20 juillet 2018

Alors que les députés débattent du projet de loi constitutionnel "Pour une démocratie plus représentative, responsable et efficace", Christian Jacob, président du groupe "les Républicains" à l’Assemblée nationale, a demandé au Premier ministre de venir s’expliquer devant la représentation nationale après les nouvelles révélations dans l’affaire Benalla, du nom du collaborateur d’Emmanuel Macron auteur de violences sur des manifestants le 1er mai à Paris.

« Nous sommes dans une situation d’une gravité extrême », estime Christian Jacob après avoir appris que trois policiers ont été suspendus dont un Contrôleur général et un Commandant chargé des relations avec l’Elysée pour avoir extrait des images de vidéosurveillance qui ont filmé la scène.
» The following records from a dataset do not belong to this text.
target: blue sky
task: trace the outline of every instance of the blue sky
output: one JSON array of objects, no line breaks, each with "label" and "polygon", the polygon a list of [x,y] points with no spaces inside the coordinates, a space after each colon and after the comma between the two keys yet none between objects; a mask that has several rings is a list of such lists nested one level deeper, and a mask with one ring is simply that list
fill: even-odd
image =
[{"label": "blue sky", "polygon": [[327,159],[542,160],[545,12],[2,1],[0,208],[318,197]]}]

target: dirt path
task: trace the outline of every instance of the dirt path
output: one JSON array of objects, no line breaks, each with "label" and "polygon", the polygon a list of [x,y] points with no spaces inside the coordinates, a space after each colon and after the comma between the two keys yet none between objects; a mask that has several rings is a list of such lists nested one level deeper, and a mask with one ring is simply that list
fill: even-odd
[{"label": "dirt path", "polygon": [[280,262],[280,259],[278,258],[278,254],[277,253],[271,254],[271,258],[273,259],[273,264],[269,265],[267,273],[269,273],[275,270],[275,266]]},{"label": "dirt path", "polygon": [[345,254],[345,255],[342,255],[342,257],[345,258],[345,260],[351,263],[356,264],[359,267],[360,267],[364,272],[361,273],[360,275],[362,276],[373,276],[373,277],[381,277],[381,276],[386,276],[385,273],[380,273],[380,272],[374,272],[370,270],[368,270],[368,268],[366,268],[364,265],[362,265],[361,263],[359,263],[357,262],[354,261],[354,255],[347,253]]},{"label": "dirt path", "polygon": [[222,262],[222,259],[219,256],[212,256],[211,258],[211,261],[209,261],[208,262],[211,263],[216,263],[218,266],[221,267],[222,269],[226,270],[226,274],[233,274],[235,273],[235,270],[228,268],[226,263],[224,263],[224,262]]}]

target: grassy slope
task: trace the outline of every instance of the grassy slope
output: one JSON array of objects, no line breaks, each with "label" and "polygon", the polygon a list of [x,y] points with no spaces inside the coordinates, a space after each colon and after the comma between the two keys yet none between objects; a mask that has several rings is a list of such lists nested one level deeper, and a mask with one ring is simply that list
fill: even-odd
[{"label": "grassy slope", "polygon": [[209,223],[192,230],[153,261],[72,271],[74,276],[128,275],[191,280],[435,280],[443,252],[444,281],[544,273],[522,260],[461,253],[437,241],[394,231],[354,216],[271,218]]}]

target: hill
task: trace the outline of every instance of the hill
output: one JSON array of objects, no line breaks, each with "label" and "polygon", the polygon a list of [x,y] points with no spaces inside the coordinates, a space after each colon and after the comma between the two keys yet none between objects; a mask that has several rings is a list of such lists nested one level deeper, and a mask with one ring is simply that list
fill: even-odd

« On est là au cœur de l’Elysée, au cœur du ministère de l’Intérieur. C’est d’une gravité sans précédent. Cela veut dire que le président de la République, au mépris des fonctionnaires de police, des militaires de la gendarmerie nationale, s’entoure d’une équipe de barbouzes », tonne Christian Jacob ciblant les mensonges du ministre de l’Intérieur qui a expliqué, hier, jeudi, devant les sénateurs qu’il n’avait pas été informé.

« Ce n’est pas anecdotique qu’un ministre de l’Intérieur mente devant la chambre haute », s’indigne le député "les Républicains" de Seine-et-Marne.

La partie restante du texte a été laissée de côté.